Reporting to the Moderna is seeking a Supervisor of Manufacturing to lead the manufacturing operations of Personalized Cancer Vaccine production. This is a hands-on front-line management position; he/she is accountable for leading both first and second shift teams in support of a fully automated, fast paced and short turnaround operation to deliver a personalized cancer vaccine on time to the clinic. The individual in this role will lead a cohesive team responsible for manufacturing cGMP mRNA-based personalized cancer vaccines for evaluation in human clinical trials. He/she will apply existing and new knowledge of bioprocess unit operations and cGMPs to enable technical success with stringent adherence to a Quality System that respects global regulatory expectations. They will play a key role in the ramp up of phase 2 manufacturing; supporting start up activities while leading day to day manufacturing operations. They will hire and develop a high-performing, flexible manufacturing team capable of meeting a fast manufacturing operation timeline.
Here’s What You’ll Do:
- Practice and promote safe work habits and adheres to safety procedures and guidelines
- Safely and compliantly produce mRNA/LNPs
- Ensure plans and resources (people, facilities, supplies etc.) are efficiently utilized to manufacture mRNA medicines and deliver on time to the clinic
- Oversee the hiring, training, development, retention, and performance of staff for the leadership and execution of manufacturing operations.

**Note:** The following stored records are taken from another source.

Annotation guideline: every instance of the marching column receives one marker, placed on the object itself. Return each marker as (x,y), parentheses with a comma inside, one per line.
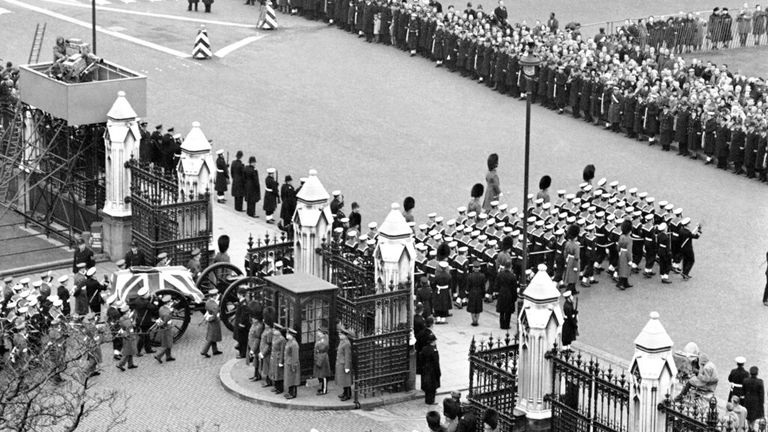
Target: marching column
(652,376)
(202,49)
(312,223)
(539,323)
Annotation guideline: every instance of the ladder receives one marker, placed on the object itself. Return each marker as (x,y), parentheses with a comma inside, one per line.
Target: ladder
(37,43)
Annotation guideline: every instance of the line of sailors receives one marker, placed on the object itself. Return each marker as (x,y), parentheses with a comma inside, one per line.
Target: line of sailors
(659,233)
(33,313)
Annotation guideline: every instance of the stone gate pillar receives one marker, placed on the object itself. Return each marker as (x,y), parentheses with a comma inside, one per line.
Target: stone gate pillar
(195,179)
(312,223)
(651,377)
(121,140)
(394,259)
(539,324)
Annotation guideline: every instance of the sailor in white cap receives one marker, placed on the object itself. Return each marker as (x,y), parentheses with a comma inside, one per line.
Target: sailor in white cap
(736,378)
(63,293)
(664,252)
(163,260)
(571,320)
(222,176)
(686,237)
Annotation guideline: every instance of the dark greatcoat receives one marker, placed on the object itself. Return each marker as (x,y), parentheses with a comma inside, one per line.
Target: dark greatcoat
(570,322)
(754,398)
(288,196)
(238,178)
(506,286)
(222,176)
(276,371)
(430,378)
(251,184)
(292,372)
(322,366)
(476,292)
(343,361)
(270,194)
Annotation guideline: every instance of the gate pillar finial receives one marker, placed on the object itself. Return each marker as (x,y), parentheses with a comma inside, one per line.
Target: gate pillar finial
(651,376)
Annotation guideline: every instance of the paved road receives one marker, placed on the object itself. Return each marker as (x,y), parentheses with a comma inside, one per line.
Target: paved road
(379,125)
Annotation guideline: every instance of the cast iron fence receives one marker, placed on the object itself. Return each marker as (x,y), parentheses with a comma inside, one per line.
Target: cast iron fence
(493,379)
(585,396)
(378,314)
(165,219)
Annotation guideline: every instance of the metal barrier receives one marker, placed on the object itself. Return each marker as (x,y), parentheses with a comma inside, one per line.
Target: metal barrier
(493,379)
(586,397)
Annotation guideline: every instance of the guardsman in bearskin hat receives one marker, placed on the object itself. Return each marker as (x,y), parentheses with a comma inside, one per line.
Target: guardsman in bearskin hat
(164,330)
(213,324)
(292,370)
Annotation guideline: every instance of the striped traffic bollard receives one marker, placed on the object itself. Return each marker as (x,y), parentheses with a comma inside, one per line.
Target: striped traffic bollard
(270,20)
(202,48)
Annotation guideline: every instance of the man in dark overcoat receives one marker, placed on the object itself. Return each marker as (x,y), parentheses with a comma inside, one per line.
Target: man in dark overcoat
(430,378)
(571,320)
(251,186)
(506,287)
(222,176)
(475,292)
(288,197)
(271,197)
(238,180)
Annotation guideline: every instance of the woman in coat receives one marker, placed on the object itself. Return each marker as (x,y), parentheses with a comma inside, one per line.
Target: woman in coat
(430,378)
(475,292)
(344,365)
(276,365)
(492,186)
(625,255)
(213,328)
(321,368)
(571,252)
(292,369)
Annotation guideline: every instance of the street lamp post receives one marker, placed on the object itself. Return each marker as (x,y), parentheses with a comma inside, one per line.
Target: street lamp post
(529,64)
(93,26)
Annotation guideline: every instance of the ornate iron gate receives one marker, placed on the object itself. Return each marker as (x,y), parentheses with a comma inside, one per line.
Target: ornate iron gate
(587,397)
(493,379)
(164,220)
(380,351)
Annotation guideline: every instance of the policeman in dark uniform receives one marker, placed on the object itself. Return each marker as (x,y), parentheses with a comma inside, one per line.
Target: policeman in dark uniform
(271,195)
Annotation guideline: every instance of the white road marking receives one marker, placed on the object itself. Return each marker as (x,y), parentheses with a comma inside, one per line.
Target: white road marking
(153,15)
(237,45)
(126,37)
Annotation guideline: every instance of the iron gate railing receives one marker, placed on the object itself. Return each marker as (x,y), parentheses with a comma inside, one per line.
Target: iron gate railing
(493,379)
(378,314)
(587,397)
(165,220)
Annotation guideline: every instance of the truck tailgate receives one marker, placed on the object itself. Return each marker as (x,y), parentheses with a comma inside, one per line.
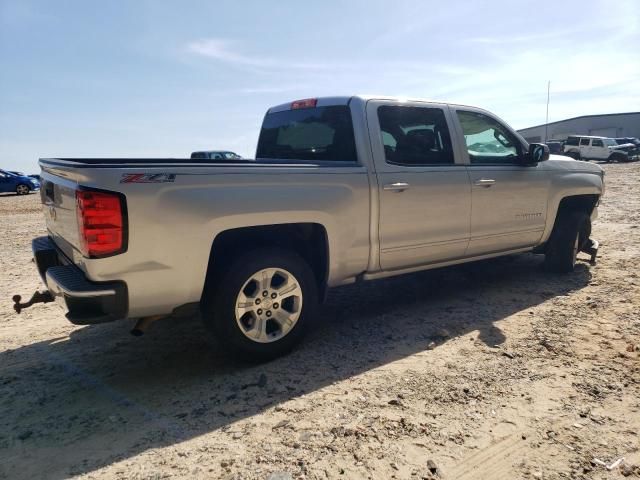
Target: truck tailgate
(59,206)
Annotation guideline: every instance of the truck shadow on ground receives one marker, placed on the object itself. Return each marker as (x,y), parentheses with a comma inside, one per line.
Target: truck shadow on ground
(75,404)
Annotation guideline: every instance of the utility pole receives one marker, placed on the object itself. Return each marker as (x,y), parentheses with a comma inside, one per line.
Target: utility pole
(546,124)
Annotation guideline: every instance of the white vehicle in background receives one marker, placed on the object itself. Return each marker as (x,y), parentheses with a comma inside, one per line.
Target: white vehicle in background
(584,147)
(216,155)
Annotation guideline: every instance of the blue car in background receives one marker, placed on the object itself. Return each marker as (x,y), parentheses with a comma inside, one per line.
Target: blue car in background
(20,184)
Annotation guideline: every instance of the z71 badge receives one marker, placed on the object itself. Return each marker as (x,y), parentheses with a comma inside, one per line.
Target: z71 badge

- Develop batch records, SOPs and training materials for the Norwood Facility
- Closely partner with QA peers for rapid disposition of our products
- Develop comprehensive operating plans and monitors the achievement of business and financial goals.
- Ability to manage multiple projects in a fast-paced environment
- Collaborate and lead effectively in a dynamic, cross-functional matrix environment
- Leverage Lean and Six Sigma principles to foster and drive a culture of continuous improvement across the Value Stream
Here’s What You’ll Bring to the Table:
- A BS in engineering or sciences with 5-8 years’ experience in cGMP manufacturing processes in a pharmaceutical or biotechnology environment
- Thorough knowledge and understanding of cGMPs and FDA guidelines is required.
- Previous management and/or project management experience
- Subject Matter Expert on the set up/use/process of TFF Systems, Chromatography systems, single-use process materials/consumables is preferred.
- Technical writing skills and proficient in investigations and root cause analysis.